The Moodle server provides teachers with a number of resources that can be divided into two areas:

• Resources and Up-to-Date Information – The latest information regarding the Mathematics COE is published on the Moodle on a regular basis, from upcoming webinars to information related to tasks and task development. The Moodle also provides links to the latest resources for classroom teachers from the state, region, and nation.
• Courses and Professional Development – Self-directed courses are available for teachers in areas of task writing, task review, and coursework materials.
• Ongoing information on the developing CCSS Mathematics COE.


 
Instructional tasks

You will find instructional tasks aligned to the 2008 standards on the Mathematics Moodle (http://moodle.ospi.k12.wa.us).

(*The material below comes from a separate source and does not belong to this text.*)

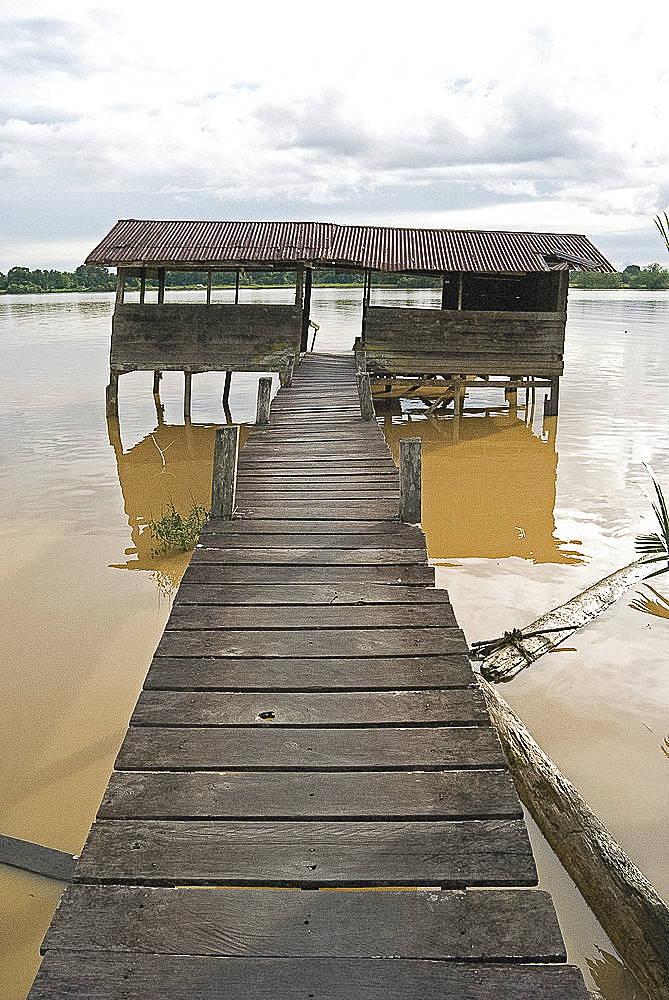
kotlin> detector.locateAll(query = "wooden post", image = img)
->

These tasks have been prepared by groups of Washington State teachers and are currently available for instructional use in the classroom. Teachers may download these specific tasks, alter them as desired, and use each to best meet the needs of their individual students.

 
Calculators and other tools on the mathematics COE

The mathematics COE calculator policy is the same as for the EOC. Please review the policy at this link: http://www.k12.wa.us/Mathematics/CalculatorPolicy.aspx. Additional tools allowed on the mathematics COE are the same as those allowed on the EOC: a straight edge, compass, and formula sheet. No other tools are allowed.

 
Online COE options

The mathematics COE is not available online. Teachers must use the Education Data System (EDS) to enroll their students in a COE group and download the secure COE assessments. When submitting a collection please fill out the electronic matrix, print the tasks, and mail the completed collections to ESD 113. Instructions for enrollment and submission are on the COE webpage at http://www.coe.k12.wa.us/domain/25.

 
What TO DO when teaching or preparing students for the mathematics COE:

• Provide instruction in both content knowledge and process skills in mathematics at the high school level
• Include conceptual development, general vocabulary, and academic vocabulary appropriate for student success in completion of high school level mathematics tasks (word problems) based on the Washington mathematics performance expectations
• Visit the mathematics COE webpage http://www.coe.k12.wa.us/domain/31 and mathematics Moodle (http://moodle.ospi.k12.wa.us to familiarize yourself with the COE content, procedures, and expectations.
• Use examples and contexts other than those in the inclusion bank tasks when teaching the concepts that will be assessed in the tasks.
• Use only teacher-developed tasks or the instructional tasks available on the Mathematics Moodle when preparing students for the COE assessment.